3. Address Any Issues or Errors

  • If you find any errors or discrepancies on your credit report, take steps to address them promptly. This may involve contacting the credit bureau to dispute the error and provide supporting documentation.

  • Addressing errors or fraudulent activity on your credit report can help protect your credit score and prevent future financial headaches.

Example: After disputing the error on your credit report, the credit bureau investigates and removes the incorrect account from your report. As a result, your credit score improves, giving you greater access to credit and better loan terms.


4. Monitor Your Credit Regularly

  • Make it a habit to check your credit report and score regularly, ideally at least once a year. Monitoring your credit can help you detect any signs of identity theft or fraudulent activity early on and take action to mitigate any potential damage.

Example: You set a reminder on your calendar to check your credit report and score every six months. By staying vigilant and monitoring your credit regularly, you're able to catch any issues before they escalate and protect your financial well-being.


By checking your credit report and score regularly, you'll not only ensure the accuracy of your credit information but also take proactive steps to maintain and improve your creditworthiness. It's an essential part of your overall financial health and well worth the time and effort.


 

Mid-Year Financial Check-up Recap


picture of eye exam chart

If you made it this far, you've completed your mid-year financial check-up! Give yourself a pat on the back because you've just taken a big step towards financial health and well-being.


As we wrap things up, here are a few key takeaways to keep in mind:


1. Knowledge is Power

By taking the time to assess your current financial situation, revisit your goals, and review your budget, savings, investments, and credit, you're empowering yourself to make informed decisions about your money.

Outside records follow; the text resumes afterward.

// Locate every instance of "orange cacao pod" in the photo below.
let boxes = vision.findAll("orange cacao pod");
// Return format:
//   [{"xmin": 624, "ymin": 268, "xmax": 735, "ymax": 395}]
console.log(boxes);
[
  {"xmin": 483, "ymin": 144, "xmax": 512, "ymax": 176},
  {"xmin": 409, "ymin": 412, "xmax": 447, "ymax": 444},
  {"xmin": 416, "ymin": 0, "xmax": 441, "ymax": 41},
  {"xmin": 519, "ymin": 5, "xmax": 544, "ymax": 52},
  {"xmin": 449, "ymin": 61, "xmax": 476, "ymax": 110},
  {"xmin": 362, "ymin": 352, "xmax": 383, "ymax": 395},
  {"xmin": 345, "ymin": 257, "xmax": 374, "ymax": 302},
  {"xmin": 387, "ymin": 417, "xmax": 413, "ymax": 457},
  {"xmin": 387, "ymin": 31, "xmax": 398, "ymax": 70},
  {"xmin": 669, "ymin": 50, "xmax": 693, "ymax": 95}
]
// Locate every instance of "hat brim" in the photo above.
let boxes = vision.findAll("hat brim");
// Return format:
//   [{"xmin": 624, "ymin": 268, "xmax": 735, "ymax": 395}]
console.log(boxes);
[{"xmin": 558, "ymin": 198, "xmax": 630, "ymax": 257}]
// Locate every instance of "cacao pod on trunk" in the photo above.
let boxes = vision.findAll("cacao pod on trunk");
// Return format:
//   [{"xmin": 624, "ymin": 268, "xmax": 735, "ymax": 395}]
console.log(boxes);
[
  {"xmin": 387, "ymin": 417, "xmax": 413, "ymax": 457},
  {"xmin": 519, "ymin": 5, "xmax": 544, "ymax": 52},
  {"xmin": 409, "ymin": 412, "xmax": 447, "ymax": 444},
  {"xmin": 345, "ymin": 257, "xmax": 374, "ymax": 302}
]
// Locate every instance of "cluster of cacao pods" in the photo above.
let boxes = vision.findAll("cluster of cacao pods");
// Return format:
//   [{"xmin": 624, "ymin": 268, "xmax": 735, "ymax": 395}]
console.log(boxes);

2. Small Steps Lead to Big Wins

Improving your finances doesn't have to happen overnight. By making small, manageable adjustments to your budget, savings, and investment strategy, you'll gradually build momentum towards your goals.


3. Stay Flexible and Adaptable

Life is full of surprises, and your financial plan should be flexible enough to accommodate unexpected changes and challenges. Don't be afraid to adjust your goals and strategies as needed to stay on track.


4. Celebrate Your Progress

Take a moment to celebrate how far you've come. Whether you've paid off debt, increased your savings, or improved your credit score, every step forward is a victory worth celebrating.


5. Keep Learning and Growing

Financial literacy is a lifelong journey, and there's always something new to learn. Stay curious, ask questions, and seek out resources to continue improving your financial knowledge and skills.


Remember, your financial well-being is worth investing in. By taking proactive steps to assess and improve your finances, you're laying the foundation for a brighter financial future.